David Patrick

Personal information
- Born: June 12, 1960 (age 66) Centralia, Illinois, United States

Sport
- Sport: Track and field
- Event: 400 metres hurdles

Medal record
Representing United States
IAAF World Cup
| Gold medal – first place | 1989 Barcelona | 400m hurdles |
Pan American Games
| Bronze medal – third place | 1987 Indianapolis | 400m hurdles |
Summer Universiade
| Gold medal – first place | 1987 Zagreb | 400m hurdles |
| Gold medal – first place | 1987 Zagreb | 4x400m relay |
| Silver medal – second place | 1981 Bucharest | 4x400m relay |
| Bronze medal – third place | 1983 Edmonton | 400m hurdles |

= David Patrick (sprinter) =

American hurdler (born 1960)

David Patrick (born June 12, 1960, in Centralia, Illinois) is an American retired hurdler. He ran the 400 metres hurdles in the 1992 Summer Olympics and was the second American in the final. The race was won by Kevin Young while setting a world record in the event.

Patrick won two individual NCAA titles (880 yards indoor, 400 meter hurdles) while competing for the University of Tennessee.

Patrick is the husband of Sandra Farmer-Patrick, who was also an elite 400 metres hurdler. The two had a history of success at the same meets, including the 1989 IAAF World Cup in Barcelona, Spain, where both took the gold medal. It was the first time a husband and wife won a gold medal in the same event in international championship. Earlier that year, they had become the first husband and wife to both win national championships at the same time since Hal Connolly and Olga Connolly did the same thing 29 years earlier. The couple were exorcising frustration at the 1988 U.S. Olympic Trials when both failed to qualify. He was the bronze medallist at the 1988 IAAF Grand Prix Final that year. David set his personal record in the 400 hurdles at 47.75 while finishing fourth behind eventual Olympic Champion Andre Phillips, the legend of the event Edwin Moses and future world record holder Kevin Young (with 1984 Silver Medalist Danny Harris, one one-hundredth of a second behind Patrick). Running in the difficult lane one, Patrick was behind off the final turn but made an impressive surge at the end of the race to miss making the team by 0.03. His time makes him still the 22nd best performer in the event. That year, wife Sandra was disqualified after winning her semi-final. David had also attempted to qualify in the 800 metres in 1988.

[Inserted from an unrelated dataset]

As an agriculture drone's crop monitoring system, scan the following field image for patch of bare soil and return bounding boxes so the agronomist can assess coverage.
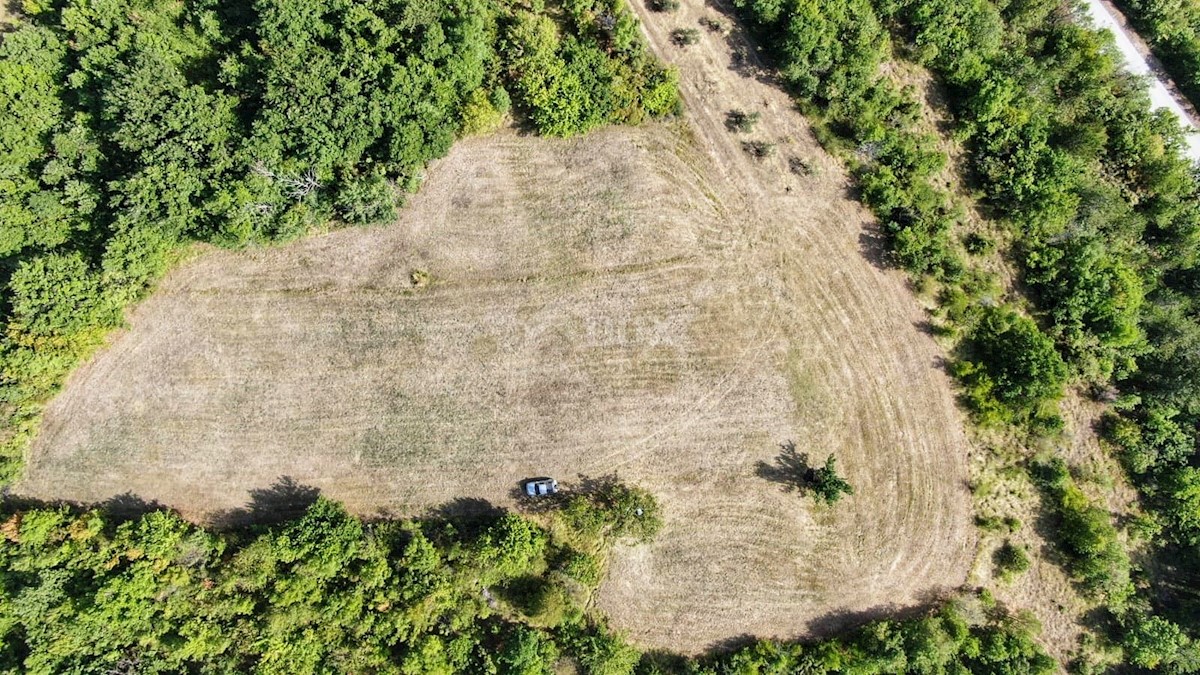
[17,0,974,652]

In 1992, both made the Olympic team with David finishing second just behind Kevin Young and Sandra winning the Olympic Trials. Sandra won a silver medal in the event at the Olympics in 1992 and again made the team in 1996.

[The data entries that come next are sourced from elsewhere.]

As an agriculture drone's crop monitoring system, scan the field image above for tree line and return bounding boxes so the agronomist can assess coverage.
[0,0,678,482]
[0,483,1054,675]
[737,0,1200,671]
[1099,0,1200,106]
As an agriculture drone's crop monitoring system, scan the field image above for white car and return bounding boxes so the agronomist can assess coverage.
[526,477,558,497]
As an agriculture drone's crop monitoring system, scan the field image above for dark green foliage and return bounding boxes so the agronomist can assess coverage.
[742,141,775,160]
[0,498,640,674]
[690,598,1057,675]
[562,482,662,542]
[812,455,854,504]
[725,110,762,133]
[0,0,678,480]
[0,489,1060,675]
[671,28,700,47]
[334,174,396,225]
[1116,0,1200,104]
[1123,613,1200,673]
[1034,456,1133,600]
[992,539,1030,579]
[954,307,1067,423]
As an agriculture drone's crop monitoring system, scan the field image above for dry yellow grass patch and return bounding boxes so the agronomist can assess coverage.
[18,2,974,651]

David Patrick was ranked in the top 10 Americans from 1981 to 1994, except in 1982 and was in the top 5 through most of that from 1983 to 1993 when the United States was dominating the event with Moses, Phillips, Harris and Young being the best in the world.

He should not be confused with another David Patrick, from Villanova, who ran the 1500 metres in the 1968 Olympic Trials.